I can't get this to work on a Wizard (an O2 XDA Mini S) - running the o2p2.exe after a soft reset does nothing, and there's no Today screen plugin either. Has anyone else got this to work on a Mini S?


----------



## Yorch (Feb 10, 2006)

Pocket Me said:
			
		

> You can also make your CAB file for WM2K3 to install O2 Plus 2 automatically.

Click to collapse



Is there a possibility that you can make a Cab file with those changes for WM2003 devices?


----------



## Pocket Me (Feb 10, 2006)

Yorch said:
			
		

> Is there a possibility that you can make a Cab file with those changes for WM2003 devices?

Click to collapse



Yes, absolutely.


----------



## Yorch (Feb 10, 2006)

Pocket Me said:
			
		

> Yes, absolutely.

Click to collapse



You mind sharing?  :wink:


----------



## Insane Devil (Feb 10, 2006)

yea PocketMe, please do share it with us... Thanx a lot!


----------



## Pocket Me (Feb 11, 2006)

I've packaged the WM2K3 CAB file for my purpose, it includes my settings, the personal divert profile... So you should package for yourself. But if you dont wanna do that, you can download the general WM2K3 CAB file attached here. This CAB file was not packaged and tested by me. It's come from other. Tell me if it doesnt work.


----------



## aramlam (Feb 11, 2006)

*o2 plus w2k3*

thanks a lot "Pocket Me"

it works on my dopod 828 :lol:


----------



## chris_khho (Feb 12, 2006)

Hi all,

I dont know whether other guys here have the same problem..

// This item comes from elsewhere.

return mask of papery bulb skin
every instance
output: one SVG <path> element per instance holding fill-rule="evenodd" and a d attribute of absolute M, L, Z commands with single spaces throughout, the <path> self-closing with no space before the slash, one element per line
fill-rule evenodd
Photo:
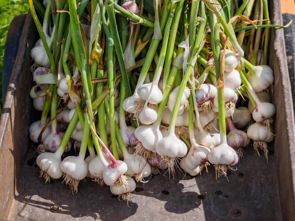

The words seem a bit too large...is that because of the VGA for my O2 Xda Exec???

Cheers,


----------



## ferritt (Feb 12, 2006)

so will o2 plus work on my mini s?  And if so how does it work and bugs etc...?  I used to have pucket plus on but it slowed down my mini s that much that i had to get rid.  Hard reset was the only way.  dont wanna have to do that again so any comments on how it fairs on the mini s would be great.

cheers


----------



## nforsans (Feb 12, 2006)

it works fine on my Wizard - MDA Vario


----------



## wonderben (Feb 13, 2006)

how to install this .rar file into my 818 Pro? Thanks


----------



## wonderben (Feb 13, 2006)

I install O2 plus, the feeling is that it does give a very handy UI for me who is being a long time O2 product user. However, the screen becomes unable and it keeps flashing for some of the function. also it is quite slow to scroll. How about you guys?


----------



## xplode (Feb 13, 2006)

With the help of mamaich i have extracted the rom and the extrom of XDA Atom, wich contains all of the o2 cool progs, but i can't make them all work, so you all can give ideas how to make them work

the dump is here


----------



## boybi (Feb 20, 2006)

i installed Pocket Me's patched O2 Plus into my Mini. now, my inbox in the Today screen cannot be found, even if i go to the Today settings, it is not in the items. is there a way  that i can put back the inbox to my Today screen?


----------



## nmonger (Feb 28, 2006)

*Problem with O2plus on wizard*

Have installed o2 plus on my wizard and it looks great.  I am able to configure the plugins from the today "items" settings, but after I apply the changes, all the plugins dissapear from the today screen.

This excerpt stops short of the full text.